I used to have millions of them, happy, strong, resilient little nerves, all bundled up together throughout my sweet, perky personality. I could take anything the world threw at me, give it a sequined t-shirt and some scented markers and make it work for me.
Then I had all these kids, 20 years of marriage to their father, various and assorted jobs taking orders from MORONS., 3o-mumblemumble years of my mother, the best nerve twanger in the business...
each nerve reached the last pluck of its stress test *SPROING!!!!!* that one's done! *SPROING!!* there goes another...damn, that's the one that let me hang out people who don't brush their teeth regularly....that's gonna suck. Kids writing on the walls with my scented markers...that depleted the stockpiles something fierce. Almost as bad as when a kid started driving. The Jack Daniels drowned several hundreds of really cute little Church-y nerves. All the things I would never say in front of a Man of the Cloth, because I was such a good little Child of God.......well....it's really best if I avoid that scenario. Someone is going to burst into flame.

So, here I am, with this one tough, apparently Teflon coated nerve left, the one that seems to be directly connected to my Inner Bitch. It's tough, but it's easily set to vibrating, and when it does, the effect is magnified until I am compelled to either 1. throw sharp things through the air 2. throw nice glass things into a wall or a floor where the glass will shatter against something and make a very satisfying crash or 3. Open my big mouth and say what I'm seething to the offending party's face, possibly creating a dangerous environment for myself , as I am just little and I fight like a girl. or 4. I can just gripe about it here, hoping you will read, and either seethe along with me, or laugh and be entertained. Or both reactions at once would be neat too.

I'm coming down off a Clearance Sale High right now. I spent the day shopping with my mom and my sis-in-law and we had a fabulous day and I got amazing sale prices. So, I'm not feeling too, too gripey. Plus the Ambien is kicking in, and at this point I'm typing in stuff I probably wont even remember tomorrow.
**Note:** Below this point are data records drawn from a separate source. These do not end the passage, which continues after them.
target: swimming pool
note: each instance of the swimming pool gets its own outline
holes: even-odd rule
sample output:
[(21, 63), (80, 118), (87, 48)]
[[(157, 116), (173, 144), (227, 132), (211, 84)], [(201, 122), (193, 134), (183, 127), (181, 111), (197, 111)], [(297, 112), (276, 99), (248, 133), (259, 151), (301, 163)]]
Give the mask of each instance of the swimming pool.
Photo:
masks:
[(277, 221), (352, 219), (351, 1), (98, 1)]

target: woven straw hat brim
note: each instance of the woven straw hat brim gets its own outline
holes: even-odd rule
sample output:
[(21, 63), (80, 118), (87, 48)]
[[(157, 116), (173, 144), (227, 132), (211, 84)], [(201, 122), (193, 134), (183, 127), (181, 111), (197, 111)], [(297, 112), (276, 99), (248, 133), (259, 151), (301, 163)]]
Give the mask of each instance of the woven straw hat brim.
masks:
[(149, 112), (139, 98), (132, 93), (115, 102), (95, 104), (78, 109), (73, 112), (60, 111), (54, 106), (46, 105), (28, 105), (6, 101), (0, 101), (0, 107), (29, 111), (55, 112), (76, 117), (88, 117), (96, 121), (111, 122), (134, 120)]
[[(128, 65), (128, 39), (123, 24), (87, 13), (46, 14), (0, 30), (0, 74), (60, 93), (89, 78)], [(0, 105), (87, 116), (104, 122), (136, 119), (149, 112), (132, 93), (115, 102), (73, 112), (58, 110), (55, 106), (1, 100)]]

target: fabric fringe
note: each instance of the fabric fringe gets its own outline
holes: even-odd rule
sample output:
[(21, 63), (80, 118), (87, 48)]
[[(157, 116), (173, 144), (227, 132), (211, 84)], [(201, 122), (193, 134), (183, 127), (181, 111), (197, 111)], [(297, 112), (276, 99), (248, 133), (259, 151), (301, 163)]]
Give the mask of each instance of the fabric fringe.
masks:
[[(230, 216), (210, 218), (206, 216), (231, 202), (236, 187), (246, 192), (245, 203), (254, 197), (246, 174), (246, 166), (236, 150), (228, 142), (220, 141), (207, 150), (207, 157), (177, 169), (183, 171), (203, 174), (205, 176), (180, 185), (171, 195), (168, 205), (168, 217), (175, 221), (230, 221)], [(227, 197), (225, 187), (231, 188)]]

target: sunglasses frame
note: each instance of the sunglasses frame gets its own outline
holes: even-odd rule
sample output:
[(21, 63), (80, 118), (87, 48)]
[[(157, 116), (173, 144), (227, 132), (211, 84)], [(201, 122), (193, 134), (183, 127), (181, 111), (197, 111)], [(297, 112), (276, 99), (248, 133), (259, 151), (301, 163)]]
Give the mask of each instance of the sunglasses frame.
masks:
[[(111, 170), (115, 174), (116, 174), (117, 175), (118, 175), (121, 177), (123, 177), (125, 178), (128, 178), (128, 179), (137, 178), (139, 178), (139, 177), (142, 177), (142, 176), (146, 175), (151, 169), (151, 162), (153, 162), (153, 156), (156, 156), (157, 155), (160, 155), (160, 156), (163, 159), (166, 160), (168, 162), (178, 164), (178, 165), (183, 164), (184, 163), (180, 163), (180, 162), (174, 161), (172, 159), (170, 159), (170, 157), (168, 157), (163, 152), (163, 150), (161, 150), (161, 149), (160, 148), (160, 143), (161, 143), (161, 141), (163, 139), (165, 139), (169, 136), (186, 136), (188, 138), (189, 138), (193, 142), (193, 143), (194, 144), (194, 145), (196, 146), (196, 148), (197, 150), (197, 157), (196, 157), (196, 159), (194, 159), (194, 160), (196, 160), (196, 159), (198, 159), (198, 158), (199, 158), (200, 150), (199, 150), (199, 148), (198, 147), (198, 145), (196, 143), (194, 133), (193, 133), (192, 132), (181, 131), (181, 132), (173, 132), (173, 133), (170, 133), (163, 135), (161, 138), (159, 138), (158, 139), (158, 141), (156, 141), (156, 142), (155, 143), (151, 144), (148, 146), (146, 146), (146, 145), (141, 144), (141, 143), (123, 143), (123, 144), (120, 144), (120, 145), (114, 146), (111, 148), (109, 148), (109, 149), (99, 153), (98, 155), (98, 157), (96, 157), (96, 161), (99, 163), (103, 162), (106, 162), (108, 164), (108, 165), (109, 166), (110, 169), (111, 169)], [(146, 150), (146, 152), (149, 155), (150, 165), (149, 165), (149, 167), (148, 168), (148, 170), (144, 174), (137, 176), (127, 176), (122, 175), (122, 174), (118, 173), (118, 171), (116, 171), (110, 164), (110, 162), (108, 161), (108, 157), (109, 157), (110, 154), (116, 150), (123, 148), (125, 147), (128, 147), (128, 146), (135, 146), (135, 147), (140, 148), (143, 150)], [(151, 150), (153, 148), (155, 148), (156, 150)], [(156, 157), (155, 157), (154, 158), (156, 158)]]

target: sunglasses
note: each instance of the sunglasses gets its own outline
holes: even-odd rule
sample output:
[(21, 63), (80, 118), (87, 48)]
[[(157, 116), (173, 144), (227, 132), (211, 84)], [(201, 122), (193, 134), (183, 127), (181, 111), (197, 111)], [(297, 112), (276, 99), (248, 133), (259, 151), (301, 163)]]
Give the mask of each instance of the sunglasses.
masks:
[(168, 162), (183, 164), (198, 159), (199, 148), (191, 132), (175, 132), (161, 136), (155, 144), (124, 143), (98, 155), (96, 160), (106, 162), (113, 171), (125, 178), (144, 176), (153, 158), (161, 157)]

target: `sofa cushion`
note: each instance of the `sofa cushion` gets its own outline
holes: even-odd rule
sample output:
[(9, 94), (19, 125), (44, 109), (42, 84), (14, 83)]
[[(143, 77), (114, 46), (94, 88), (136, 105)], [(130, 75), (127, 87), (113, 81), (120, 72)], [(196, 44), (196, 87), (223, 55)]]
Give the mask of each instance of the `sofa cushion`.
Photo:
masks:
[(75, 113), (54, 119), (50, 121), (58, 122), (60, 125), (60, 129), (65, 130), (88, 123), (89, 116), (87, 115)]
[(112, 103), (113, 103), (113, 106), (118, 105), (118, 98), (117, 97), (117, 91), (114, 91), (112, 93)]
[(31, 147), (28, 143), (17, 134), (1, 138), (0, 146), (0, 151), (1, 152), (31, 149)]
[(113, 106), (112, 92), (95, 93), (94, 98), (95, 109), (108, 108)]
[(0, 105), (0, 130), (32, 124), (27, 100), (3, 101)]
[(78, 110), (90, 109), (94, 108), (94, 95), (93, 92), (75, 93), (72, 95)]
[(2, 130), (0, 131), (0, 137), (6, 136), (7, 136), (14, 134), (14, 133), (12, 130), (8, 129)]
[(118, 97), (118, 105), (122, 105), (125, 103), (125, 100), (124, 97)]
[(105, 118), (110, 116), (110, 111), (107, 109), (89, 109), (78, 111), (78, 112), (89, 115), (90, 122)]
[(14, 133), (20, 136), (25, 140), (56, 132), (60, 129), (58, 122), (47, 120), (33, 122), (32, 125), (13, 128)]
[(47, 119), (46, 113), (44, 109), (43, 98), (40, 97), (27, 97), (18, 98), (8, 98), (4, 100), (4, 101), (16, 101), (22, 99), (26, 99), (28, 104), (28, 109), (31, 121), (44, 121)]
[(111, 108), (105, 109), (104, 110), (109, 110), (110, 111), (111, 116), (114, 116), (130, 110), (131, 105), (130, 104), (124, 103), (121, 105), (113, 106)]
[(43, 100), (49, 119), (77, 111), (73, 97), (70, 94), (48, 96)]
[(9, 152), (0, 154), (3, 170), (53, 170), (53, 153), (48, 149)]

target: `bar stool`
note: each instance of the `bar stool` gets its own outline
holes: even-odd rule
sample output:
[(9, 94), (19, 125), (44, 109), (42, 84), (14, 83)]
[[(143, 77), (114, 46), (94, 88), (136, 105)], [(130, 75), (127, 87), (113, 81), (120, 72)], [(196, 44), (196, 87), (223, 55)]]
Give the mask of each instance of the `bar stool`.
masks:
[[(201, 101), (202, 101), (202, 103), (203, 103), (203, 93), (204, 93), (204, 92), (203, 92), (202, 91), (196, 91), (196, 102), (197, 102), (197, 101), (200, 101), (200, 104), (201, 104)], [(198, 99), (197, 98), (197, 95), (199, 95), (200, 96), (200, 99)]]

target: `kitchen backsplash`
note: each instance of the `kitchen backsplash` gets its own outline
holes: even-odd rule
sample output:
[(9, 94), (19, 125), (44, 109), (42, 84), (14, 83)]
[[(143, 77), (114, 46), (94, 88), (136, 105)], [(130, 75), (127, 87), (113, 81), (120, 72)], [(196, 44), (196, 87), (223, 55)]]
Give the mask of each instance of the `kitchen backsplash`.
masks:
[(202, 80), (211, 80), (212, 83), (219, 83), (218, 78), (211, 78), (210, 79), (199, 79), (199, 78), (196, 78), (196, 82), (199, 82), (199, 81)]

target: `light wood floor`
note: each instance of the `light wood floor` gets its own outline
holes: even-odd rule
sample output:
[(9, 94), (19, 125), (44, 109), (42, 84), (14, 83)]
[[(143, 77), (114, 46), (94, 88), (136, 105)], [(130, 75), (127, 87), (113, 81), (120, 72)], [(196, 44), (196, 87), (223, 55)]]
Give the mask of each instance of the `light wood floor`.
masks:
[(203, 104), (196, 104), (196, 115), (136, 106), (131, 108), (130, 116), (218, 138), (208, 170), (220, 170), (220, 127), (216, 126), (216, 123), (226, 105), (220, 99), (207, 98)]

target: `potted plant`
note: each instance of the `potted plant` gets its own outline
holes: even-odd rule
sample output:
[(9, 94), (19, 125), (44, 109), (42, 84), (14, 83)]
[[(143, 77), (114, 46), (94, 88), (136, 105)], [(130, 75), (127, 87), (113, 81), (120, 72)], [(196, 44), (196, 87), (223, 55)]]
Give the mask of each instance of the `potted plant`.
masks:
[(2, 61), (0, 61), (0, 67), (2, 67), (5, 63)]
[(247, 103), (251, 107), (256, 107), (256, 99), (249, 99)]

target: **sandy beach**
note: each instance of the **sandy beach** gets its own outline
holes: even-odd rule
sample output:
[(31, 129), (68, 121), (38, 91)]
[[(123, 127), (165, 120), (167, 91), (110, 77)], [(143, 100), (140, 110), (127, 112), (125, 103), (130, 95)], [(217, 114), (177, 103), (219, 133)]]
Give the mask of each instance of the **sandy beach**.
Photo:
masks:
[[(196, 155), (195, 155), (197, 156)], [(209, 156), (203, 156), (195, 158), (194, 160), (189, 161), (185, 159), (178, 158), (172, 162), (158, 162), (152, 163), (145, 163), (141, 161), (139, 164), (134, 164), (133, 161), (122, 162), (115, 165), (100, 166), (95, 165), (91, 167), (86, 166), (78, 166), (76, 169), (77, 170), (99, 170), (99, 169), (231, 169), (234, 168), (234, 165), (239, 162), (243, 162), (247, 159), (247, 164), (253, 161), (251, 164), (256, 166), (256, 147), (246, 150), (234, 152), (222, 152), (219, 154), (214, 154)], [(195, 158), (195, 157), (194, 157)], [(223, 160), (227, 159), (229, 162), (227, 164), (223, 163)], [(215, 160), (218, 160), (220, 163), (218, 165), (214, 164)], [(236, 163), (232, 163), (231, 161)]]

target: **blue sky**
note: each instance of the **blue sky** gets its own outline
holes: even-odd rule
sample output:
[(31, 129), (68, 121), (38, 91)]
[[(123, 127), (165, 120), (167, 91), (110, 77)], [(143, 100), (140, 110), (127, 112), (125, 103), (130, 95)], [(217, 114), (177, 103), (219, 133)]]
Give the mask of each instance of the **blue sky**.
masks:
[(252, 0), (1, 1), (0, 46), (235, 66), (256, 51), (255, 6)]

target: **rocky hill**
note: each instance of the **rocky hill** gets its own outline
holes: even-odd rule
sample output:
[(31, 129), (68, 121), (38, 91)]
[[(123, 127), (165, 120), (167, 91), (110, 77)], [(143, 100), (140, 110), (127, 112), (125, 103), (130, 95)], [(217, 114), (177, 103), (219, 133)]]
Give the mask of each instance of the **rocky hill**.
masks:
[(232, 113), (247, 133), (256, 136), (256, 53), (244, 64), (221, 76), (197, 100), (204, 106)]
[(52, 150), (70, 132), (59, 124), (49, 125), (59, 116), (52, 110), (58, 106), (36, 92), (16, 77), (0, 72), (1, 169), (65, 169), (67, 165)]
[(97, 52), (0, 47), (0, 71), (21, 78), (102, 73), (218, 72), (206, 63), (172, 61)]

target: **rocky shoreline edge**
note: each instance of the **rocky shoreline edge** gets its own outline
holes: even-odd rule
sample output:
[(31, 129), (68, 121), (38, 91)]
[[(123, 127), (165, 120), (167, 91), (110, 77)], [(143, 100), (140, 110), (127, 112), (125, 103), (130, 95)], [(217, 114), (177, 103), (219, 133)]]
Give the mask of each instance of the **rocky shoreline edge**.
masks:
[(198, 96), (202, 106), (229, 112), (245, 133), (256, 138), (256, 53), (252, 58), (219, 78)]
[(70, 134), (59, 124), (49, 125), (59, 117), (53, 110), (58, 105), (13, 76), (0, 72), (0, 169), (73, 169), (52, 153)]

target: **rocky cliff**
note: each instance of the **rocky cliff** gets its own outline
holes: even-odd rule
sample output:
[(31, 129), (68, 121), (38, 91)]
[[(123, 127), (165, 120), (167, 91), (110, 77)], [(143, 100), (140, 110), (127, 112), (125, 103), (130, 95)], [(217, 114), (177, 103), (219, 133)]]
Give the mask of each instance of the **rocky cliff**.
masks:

there was ONE tiny thing that tiptoes across The Nerve tonight....
We girls had supper at that restaurant with the round vinyl record representing their business...and the waitresses were all adorable young women dressed in the super teeny tiny miniskirts and tight tops. (does no one's mother teach them about girdles anymore? I thought this was the generation of the Spanx?)(I'd be happy if I could see that you just making an EFFORT to suck in the belly) (I had four babies, if I can suck in my gut, there's no reason a bubbly little girl who can't legally buy a cocktail shouldn't) What twanged the nerve (beyond the dunlaps) was that the young MEN who were waiting tables in the same restaurant, were dressed in knice fitting slacks and button up shirts. Not form fitting, no sly skin revealed, no muffin tops bulging from waistbands. I am holding back from a full on rant about this, because, for all I know, those girls met en masse and took a vote and decided they wanted to wear the tight shorty skirts and shirts tight enough to see who's an inny and who's an outie, and who's brave enough to get their navel pierced. God knows I love all women in the Sisterly sense, women of every race and creed, size and socio-economic background. I'm not saying a big girl should not wear form fitting and sexy clothes. I'm just saying she should not wear her baby niece's size 4t tshirt when she's hauling around some double Ds. But if she really needs to, then she should suck in some extra bits and stuff them inside a Spanx.

and just so yanno....OUR server had her chit put together, she looked clean and well groomed and her clothes fit her as if she really did look at the size tags when she shopped. More importantly, she was an excellent server, very conscientious, communicating from the kitchen any minor delays, making sure our glasses stayed full, and our condiments stayed replenished. That chickie has fabulous people skills!